Ülkemizin yönetim biçimini kökünden
değiştiren 24 Haziran 2018 cumhurbaşkanlığı ve milletvekili seçimlerini
gerçekleştirdik. Bu yönetim biçiminin ülkemizde ne gibi olumlu ya da olumsuz
etkileri olacağını yaşayarak göreceğiz. Ancak seçimlerin üzerinden iki hafta
geçmesine rağmen muhalefet partilerince sonuçların tam anlamıyla irdelenip,
değerlendirildiğini görmedik. Tüm liderler başarılı olduklarını belirttiler.
Hiçbiri öz eleştiri yapmadılar. Neredeyse çok çalıştıklarını, ellerinden geleni
yaptıklarını ama hatanın kendilerinde değil, onlara oy vermeyen seçmenlerde
olduğunu söyleyeceklerdi.
Seçimler hayatın içinden bir kesittir. Önemli olan seçimlerin adil, eşitlikçi, hakkaniyetli
bir çerçevede gerçekleşmesidir. Seçimlerde iktidarda olmanın tüm olanaklarını kullanan Adalet ve Kalkınma Partisi, geçen 1 Kasım 2015 seçimlerine göre %7 puanlık bir kayıpla %42,56 oy, Recep Tayyip Erdoğan’da, Cumhur İttifakının katkısıyla % 0,80 artışla 52,59 oy alarak iktidarını korumuştur. İYİ Partinin
aldığı %10 civarındaki oy oranını ilk seçimleri olması dolayısıyla başarı
olarak addedebiliriz. Ancak Saadet Partisi %1,3 oy oranıyla beklenenin çok
altında kalmış, MHP, % 11.10 ile beklenenden fazla oy almış, HDP’de oy oranını
1 puan arttırarak % 11,70 ile gücünü korumuştur. Ana muhalefet partisi CHP’si ise bu
seçimlerde %22,65 oy oranında kalmıştır. 1 Kasım 2015 genel seçimlerine göre oy
kaybı %2,67’dir.
İktidar partisi 16 yılın sonunda
yıprandıkları için oy kaybı yaşarken, CHP’si bu sürede iktidar olmadığı halde
neden oy kaybı yaşamıştır? Bu sorunun yanıtını, başta CHP genel başkanı olmak üzere partinin tüm kademeleri vermek zorundadır.
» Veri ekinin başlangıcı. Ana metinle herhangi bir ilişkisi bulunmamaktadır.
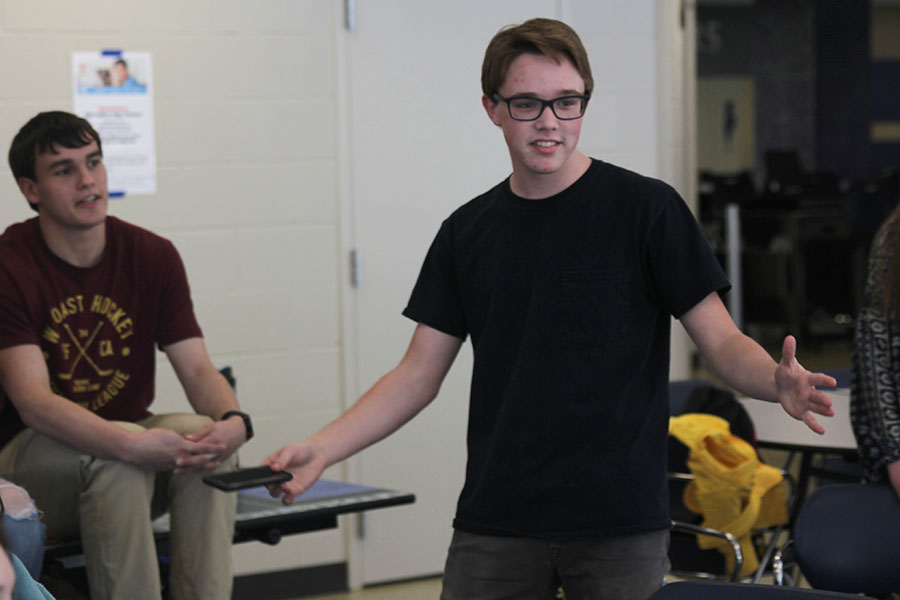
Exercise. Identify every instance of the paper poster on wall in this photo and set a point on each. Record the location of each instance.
(113, 90)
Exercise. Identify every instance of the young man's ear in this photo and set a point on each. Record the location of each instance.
(28, 187)
(491, 106)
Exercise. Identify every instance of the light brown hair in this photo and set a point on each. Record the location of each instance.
(549, 37)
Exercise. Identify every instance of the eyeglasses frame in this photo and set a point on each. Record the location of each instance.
(544, 104)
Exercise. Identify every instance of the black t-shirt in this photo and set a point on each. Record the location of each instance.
(568, 302)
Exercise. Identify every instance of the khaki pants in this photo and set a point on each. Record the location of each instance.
(109, 505)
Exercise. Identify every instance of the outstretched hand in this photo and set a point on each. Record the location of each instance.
(301, 461)
(797, 391)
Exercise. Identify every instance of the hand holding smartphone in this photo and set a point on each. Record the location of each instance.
(246, 478)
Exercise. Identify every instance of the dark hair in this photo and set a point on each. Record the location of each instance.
(42, 134)
(549, 37)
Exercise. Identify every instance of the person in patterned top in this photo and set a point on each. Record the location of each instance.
(875, 391)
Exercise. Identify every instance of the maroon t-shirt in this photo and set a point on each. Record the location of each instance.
(96, 327)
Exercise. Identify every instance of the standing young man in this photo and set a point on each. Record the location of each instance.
(565, 275)
(84, 300)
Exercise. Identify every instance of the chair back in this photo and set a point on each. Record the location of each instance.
(846, 538)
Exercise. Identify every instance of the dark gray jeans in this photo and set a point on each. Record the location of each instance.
(498, 568)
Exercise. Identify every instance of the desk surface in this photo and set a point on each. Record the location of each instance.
(325, 498)
(776, 429)
(263, 518)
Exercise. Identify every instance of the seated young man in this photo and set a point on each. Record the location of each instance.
(84, 298)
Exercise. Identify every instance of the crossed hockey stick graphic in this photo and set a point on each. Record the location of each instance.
(82, 353)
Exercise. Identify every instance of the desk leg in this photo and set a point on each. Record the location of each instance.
(802, 484)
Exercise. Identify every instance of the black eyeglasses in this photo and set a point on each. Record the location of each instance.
(526, 108)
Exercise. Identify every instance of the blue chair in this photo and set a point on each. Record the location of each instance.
(716, 590)
(847, 538)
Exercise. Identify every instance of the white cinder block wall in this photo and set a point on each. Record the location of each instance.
(250, 162)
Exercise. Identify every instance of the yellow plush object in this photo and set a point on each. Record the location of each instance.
(732, 489)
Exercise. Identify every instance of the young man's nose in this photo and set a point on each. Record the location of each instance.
(85, 177)
(546, 119)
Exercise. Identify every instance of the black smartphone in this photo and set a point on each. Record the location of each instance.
(245, 478)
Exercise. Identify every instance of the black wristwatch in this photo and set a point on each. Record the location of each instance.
(248, 424)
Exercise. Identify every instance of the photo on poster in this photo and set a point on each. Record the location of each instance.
(113, 90)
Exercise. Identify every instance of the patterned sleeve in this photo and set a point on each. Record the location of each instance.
(875, 397)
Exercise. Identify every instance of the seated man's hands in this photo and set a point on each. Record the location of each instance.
(302, 461)
(165, 450)
(228, 435)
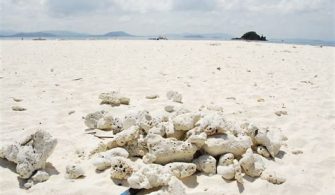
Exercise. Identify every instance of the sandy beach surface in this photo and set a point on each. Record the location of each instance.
(59, 82)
CHP’sinin kendi içinden çıkardığı
cumhurbaşkanı adayı Muharrem İnce seçimlerde bir rüzgar estirdi. Sayın İnce, ekibiyle birlikte % 30,64 oy alarak CHP’sinin klasik oyunu geçmiştir. CHP’de başarı için yalnızca liderin
değişmesi yetmez. Bununla birlikte parti içinde sistemin de değişmesi gerekir.
Bunun yolu her yerde ön seçimden geçer. Milletvekillerinin ve belediye
başkanlarının atama yetkisinin genel merkezden (genel başkandan) alınıp,
üyelere veya delegelere verilmesi gerekir. Bunlar olmazsa, partide yenileşme ve değişim olmaz.